Allow OpenTelemetry*Client.JsonSerializerOptions to control full OTel message formatting#7558
Allow OpenTelemetry*Client.JsonSerializerOptions to control full OTel message formatting#7558jozkee wants to merge 2 commits into
Conversation
… message formatting
Change the default JsonSerializerOptions on OpenTelemetryChatClient and
OpenTelemetryRealtimeClient/Session from AIJsonUtilities.DefaultOptions
to OtelMessageSerializer.DefaultOptions (OtelContext-based, snake_case,
WriteIndented=true).
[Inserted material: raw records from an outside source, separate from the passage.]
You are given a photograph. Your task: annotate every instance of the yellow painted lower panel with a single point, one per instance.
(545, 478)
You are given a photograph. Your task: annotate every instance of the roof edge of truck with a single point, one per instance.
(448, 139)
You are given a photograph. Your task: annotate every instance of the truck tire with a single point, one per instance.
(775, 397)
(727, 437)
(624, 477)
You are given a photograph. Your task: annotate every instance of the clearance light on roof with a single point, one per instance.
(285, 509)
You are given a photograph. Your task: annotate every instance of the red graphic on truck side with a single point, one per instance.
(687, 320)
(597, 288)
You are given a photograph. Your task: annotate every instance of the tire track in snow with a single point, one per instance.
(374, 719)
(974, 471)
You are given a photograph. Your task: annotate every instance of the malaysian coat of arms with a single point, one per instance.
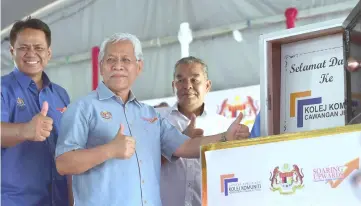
(286, 180)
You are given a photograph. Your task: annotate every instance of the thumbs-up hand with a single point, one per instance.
(237, 131)
(191, 131)
(40, 126)
(122, 147)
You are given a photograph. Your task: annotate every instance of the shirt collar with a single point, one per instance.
(204, 113)
(105, 93)
(25, 81)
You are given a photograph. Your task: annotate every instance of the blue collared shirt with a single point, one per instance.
(28, 173)
(256, 129)
(95, 120)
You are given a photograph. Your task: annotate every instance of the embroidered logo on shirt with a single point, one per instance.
(61, 110)
(20, 102)
(150, 120)
(106, 115)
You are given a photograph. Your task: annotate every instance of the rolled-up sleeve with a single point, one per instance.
(74, 129)
(171, 139)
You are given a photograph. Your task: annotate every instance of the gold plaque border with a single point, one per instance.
(265, 140)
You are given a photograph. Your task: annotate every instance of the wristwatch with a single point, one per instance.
(223, 137)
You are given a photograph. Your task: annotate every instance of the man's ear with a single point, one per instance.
(173, 86)
(50, 53)
(101, 67)
(140, 66)
(12, 50)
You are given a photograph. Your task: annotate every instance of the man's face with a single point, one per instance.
(190, 84)
(31, 52)
(119, 66)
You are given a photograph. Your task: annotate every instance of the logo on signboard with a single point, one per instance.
(231, 185)
(287, 179)
(231, 109)
(334, 175)
(301, 103)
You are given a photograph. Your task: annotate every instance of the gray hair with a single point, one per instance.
(192, 60)
(121, 37)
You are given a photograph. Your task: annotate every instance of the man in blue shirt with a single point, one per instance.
(31, 108)
(111, 143)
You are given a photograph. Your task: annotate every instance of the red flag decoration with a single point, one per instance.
(291, 15)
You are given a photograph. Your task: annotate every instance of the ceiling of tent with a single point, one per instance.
(78, 25)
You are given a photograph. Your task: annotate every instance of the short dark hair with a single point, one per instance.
(192, 60)
(29, 23)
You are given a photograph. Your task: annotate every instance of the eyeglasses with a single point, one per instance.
(27, 48)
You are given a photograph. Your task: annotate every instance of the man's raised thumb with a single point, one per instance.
(239, 118)
(121, 129)
(192, 124)
(44, 109)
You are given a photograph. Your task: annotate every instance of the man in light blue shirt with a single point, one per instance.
(111, 143)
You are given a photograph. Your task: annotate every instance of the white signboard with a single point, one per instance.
(312, 84)
(290, 169)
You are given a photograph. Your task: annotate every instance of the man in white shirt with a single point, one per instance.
(181, 180)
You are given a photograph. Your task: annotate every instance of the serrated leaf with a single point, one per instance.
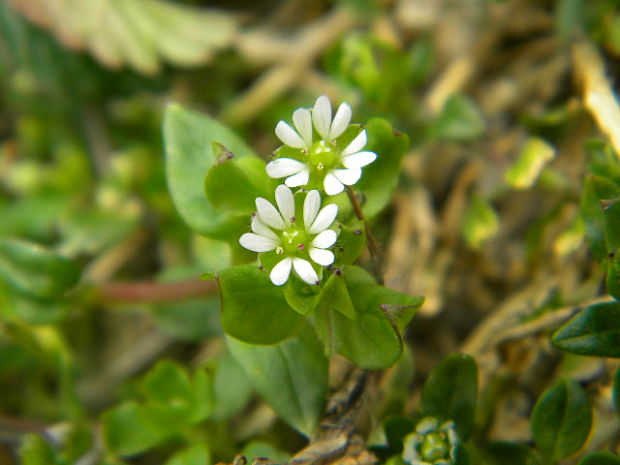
(290, 376)
(533, 158)
(595, 330)
(253, 309)
(139, 34)
(188, 138)
(561, 420)
(450, 392)
(34, 270)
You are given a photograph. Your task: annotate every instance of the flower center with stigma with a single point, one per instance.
(293, 241)
(323, 157)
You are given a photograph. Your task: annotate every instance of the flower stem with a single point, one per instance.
(370, 240)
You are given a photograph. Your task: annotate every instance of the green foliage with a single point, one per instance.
(450, 392)
(290, 376)
(595, 330)
(189, 139)
(561, 420)
(268, 320)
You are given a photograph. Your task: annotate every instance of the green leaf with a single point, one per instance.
(597, 188)
(535, 155)
(233, 185)
(189, 138)
(381, 176)
(372, 340)
(480, 221)
(34, 270)
(595, 330)
(34, 450)
(601, 458)
(290, 376)
(561, 420)
(196, 454)
(253, 309)
(459, 120)
(510, 453)
(450, 392)
(126, 432)
(336, 295)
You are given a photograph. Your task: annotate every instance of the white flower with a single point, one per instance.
(322, 160)
(279, 230)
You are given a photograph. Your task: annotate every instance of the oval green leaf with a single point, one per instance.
(595, 330)
(561, 420)
(290, 376)
(253, 309)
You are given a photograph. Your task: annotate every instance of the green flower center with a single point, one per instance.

The provided options now control the entire
serialization pipeline, including the final JSON output, not just
unknown content type resolution.
Users can now customize formatting (e.g. compact JSON) by copying the
default options and overriding the desired properties:
client.JsonSerializerOptions = new JsonSerializerOptions(
client.JsonSerializerOptions) { WriteIndented = false };
Co-authored-by: Copilot <223556219+Copilot@users.noreply.github.com>
There was a problem hiding this comment.
Pull request overview
This PR updates the OpenTelemetry AI clients’ telemetry serialization so that user-supplied JsonSerializerOptions controls the full JSON formatting of gen_ai.input.messages / gen_ai.output.messages (including the final JSON output), rather than only influencing fallback serialization for unknown content types.
Changes:
- Switch default serialization options for OpenTelemetry chat + realtime telemetry from
AIJsonUtilities.DefaultOptionstoOtelMessageSerializer.DefaultOptions. - Enforce that assigned
JsonSerializerOptionsincludes the required OTel resolver (throwingArgumentExceptionotherwise). - Add/adjust tests to validate immutability, validation behavior, and
WriteIndentedformatting control.
Reviewed changes
Copilot reviewed 6 out of 6 changed files in this pull request and generated 3 comments.
Show a summary per file
| File | Description |
|---|---|
| test/Libraries/Microsoft.Extensions.AI.Tests/Realtime/OpenTelemetryRealtimeClientTests.cs | Updates tests to provide valid serializer options and adds coverage for immutability/validation/formatting. |
| test/Libraries/Microsoft.Extensions.AI.Tests/ChatCompletion/OpenTelemetryChatClientTests.cs | Updates tests to chain the test resolver correctly and adds coverage for immutability/validation/formatting. |
| src/Libraries/Microsoft.Extensions.AI/Realtime/OpenTelemetryRealtimeClientSession.cs | Uses configured options for all OTel message JSON serialization in realtime session telemetry. |
| src/Libraries/Microsoft.Extensions.AI/Realtime/OpenTelemetryRealtimeClient.cs | Aligns default options + validates assigned options, and flows options into created sessions. |
| src/Libraries/Microsoft.Extensions.AI/Common/OtelMessageSerializer.cs | Adds validation helper and updates serialization to honor provided options end-to-end. |
| src/Libraries/Microsoft.Extensions.AI/ChatCompletion/OpenTelemetryChatClient.cs | Uses configured options for OTel message JSON formatting and validates assigned options. |
| private string SerializeMessage(RealtimeOtelMessage message) | ||
| { | ||
| return JsonSerializer.Serialize(new[] { message }, OtelContext.Default.IEnumerableRealtimeOtelMessage); | ||
| return JsonSerializer.Serialize(new[] { message }, _jsonSerializerOptions.GetTypeInfo(typeof(IEnumerable<RealtimeOtelMessage>))); | ||
| } |
There was a problem hiding this comment.
Agreed this is a real gap. SerializeMessage/SerializeMessages can run from the non-streaming path before the options are frozen (today they are only made read-only in GetStreamingResponseAsync), so a caller could mutate JsonSerializerOptions after the first serialization and get inconsistent telemetry, and it is not safe under concurrency. Suggest freezing at the point of first serialization (for example call MakeReadOnly() at the top of SerializeMessage/SerializeMessages, or freeze once in the setter) so the options stay immutable for the lifetime of any emitted span.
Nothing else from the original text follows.